R/radarplot.R
In VizOR: Graphical Visualization Tools for Complex Observational Data with Focus on Health Sciences

Documented in radarplot

##' A multidimensional 'Table 1 at-a-glance'
##'
##' Plots a specialized radar (aka, \sQuote{star}) plot to compare summary
##' statistics on a handful of covariates, across a multi-dimensional set
##' of comparison groups, as in the standard \sQuote{Table 1} of experimental
##' studies, where the groups correspond to treatment assignments.
##'
##' The covariates appear on the radii, or 'spokes' of the radarplot,
##' while the several (up to 3) dimensions defining the comparison
##' groups appear as a color-coded overlay, plus up to two trellis
##' dimensions.  In generic applications, the client code employs
##' \code{Hmisc::summary.formula(method='cross')} to create the
##' multi-dimensional array for plotting, and then rescales the array
##' elements by a linear or affine transformation to the interval
##' [0,1].  Ordered factors may be treated as quasi-continuous
##' variables according to their internal integer representation;
##' logical covariates (and also, conveniently, 2-valued factors)

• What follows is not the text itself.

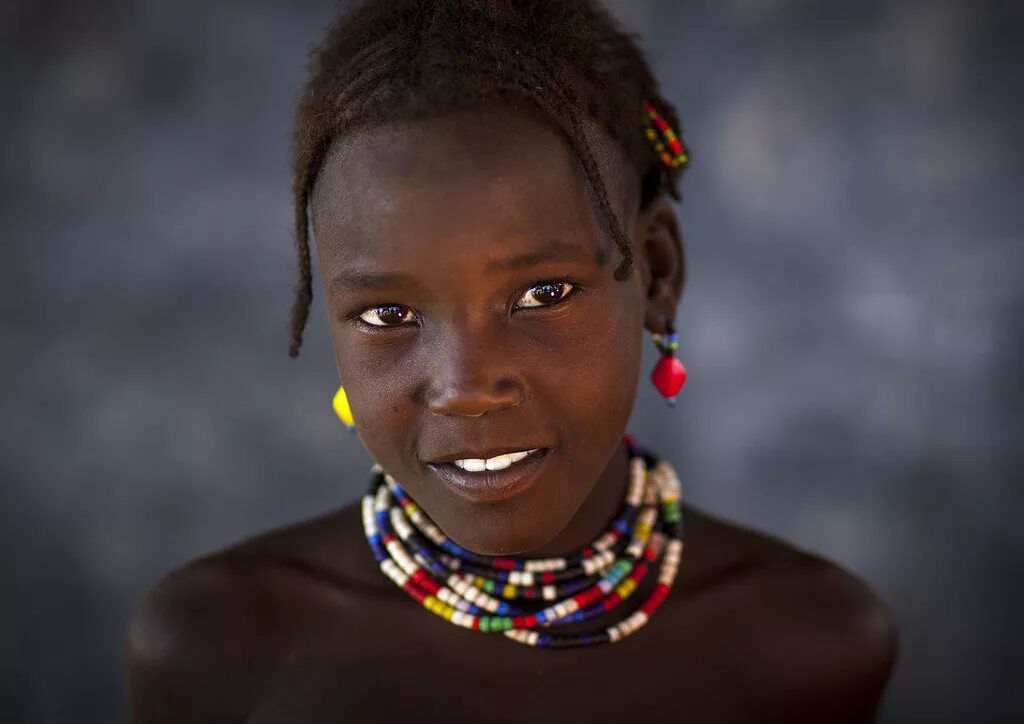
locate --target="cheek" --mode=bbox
[335,332,415,470]
[544,306,642,440]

##' appear as proportions; and unordered categorical variables with n
##' levels may be transformed to n-1 dummy variables, which may then
##' be plotted as proportions.  An optional \code{strength} parameter
##' may be specified, providing a strength-of-association measure
##' connecting the spoke variables to the experimental outcome.  This
##' is reflected graphically by fanning the spokes out into sectors
##' subtending angles proportional to the strength of associations.

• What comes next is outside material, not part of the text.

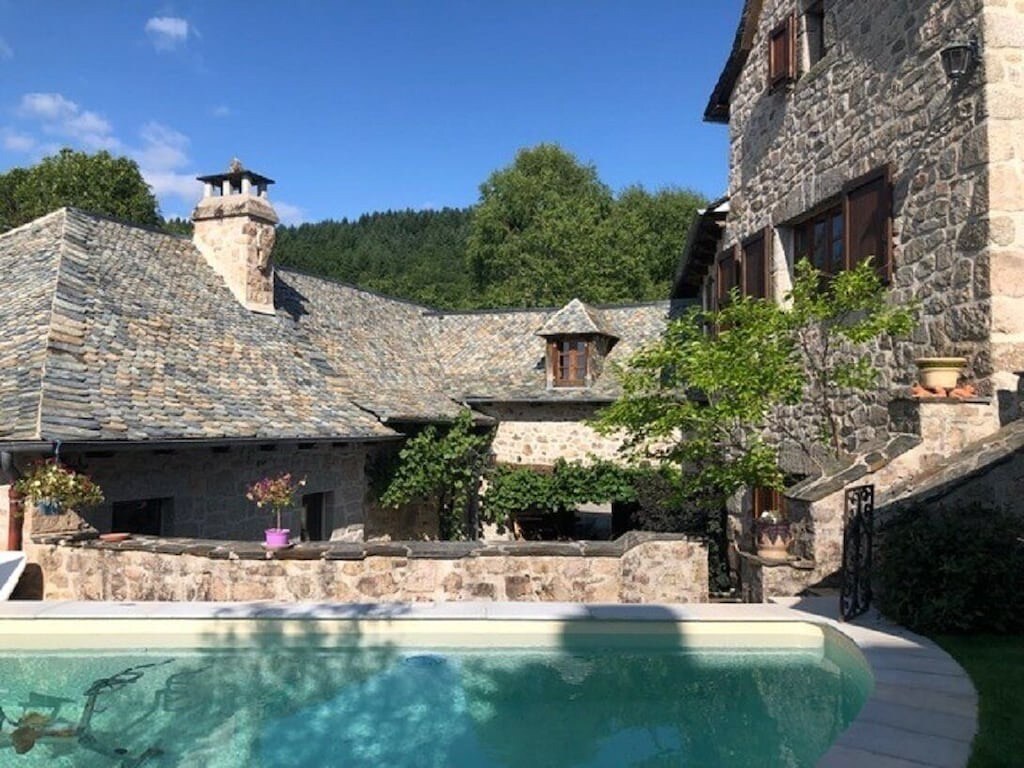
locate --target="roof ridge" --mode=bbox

##' Used in this way, the radar plot draws attention to those spoke
##' variables with greatest potential to confound the outcome, and so
##' becomes a useful exploratory tool.  To provide convenient support
##' for this specialized usage, \code{radarplot} optionally accepts a
##' regression model in which the outcome of interest is the
##' regressand, and the spoke variables are regressors.  From this
##' model, strength-of-association measures are automatically derived,
##' appropriately to the class of the regression model.  Invoked in
##' this way, \code{radarplot} is also able to free client code from
##' the burden of generating and rescaling a \code{summary.formula.cross}
##' object. At this time, models of class \code{lrm} and \code{cph} are
##' supported. See the example code below.
##'
##' @param x Typically, a formula of the form \code{S~x}, \code{S~x|t}
##' or \code{S~x|t*u}, where \code{S} is the (suitably normalized)

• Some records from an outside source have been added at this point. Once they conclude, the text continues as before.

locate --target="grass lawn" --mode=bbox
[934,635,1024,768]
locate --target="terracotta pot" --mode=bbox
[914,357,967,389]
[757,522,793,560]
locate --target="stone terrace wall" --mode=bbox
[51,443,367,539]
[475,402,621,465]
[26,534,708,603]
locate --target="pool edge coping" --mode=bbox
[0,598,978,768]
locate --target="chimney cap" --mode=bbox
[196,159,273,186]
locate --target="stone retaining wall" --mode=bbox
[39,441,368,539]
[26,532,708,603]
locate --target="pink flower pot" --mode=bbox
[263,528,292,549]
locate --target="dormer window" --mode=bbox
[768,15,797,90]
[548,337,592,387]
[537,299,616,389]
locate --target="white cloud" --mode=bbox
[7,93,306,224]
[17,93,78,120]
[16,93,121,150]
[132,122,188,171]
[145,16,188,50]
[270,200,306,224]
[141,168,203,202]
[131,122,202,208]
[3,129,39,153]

##' summary matrix of a \code{summary.formula.cross} object having factors
##' \{\code{x}[, \code{t}[, \code{u}]]\} as covariates. In the resulting
##' radar plot, the \code{x} factor will correspond to colored polygons
##' overlaid within each panel of a trellis of 0, 1 or 2 dimensions, defined
##' by the (optional) terms \code{t} and \code{u}.  Alternatively, \code{x}
##' may be a fitted model in which the LHS is the experimental outcome,
##' and the RHS includes the spoke variables.
##' @param data Either a \code{summary.formula.cross} object (when
##' \code{x} is a formula), or a \code{data.frame} (when \code{x} is a
##' fitted model).
##' @param datadist An \code{rms:datadist} object describing the
##' underlying dataset. By suitably modifying \code{datadist$limits},
##' greater control may be achieved over the automatic calculation of
##' strength-of-association measures.
##' @param xlim A positioning parameter that really should be automated!
##' @param ylim A positioning parameter that really should be automated!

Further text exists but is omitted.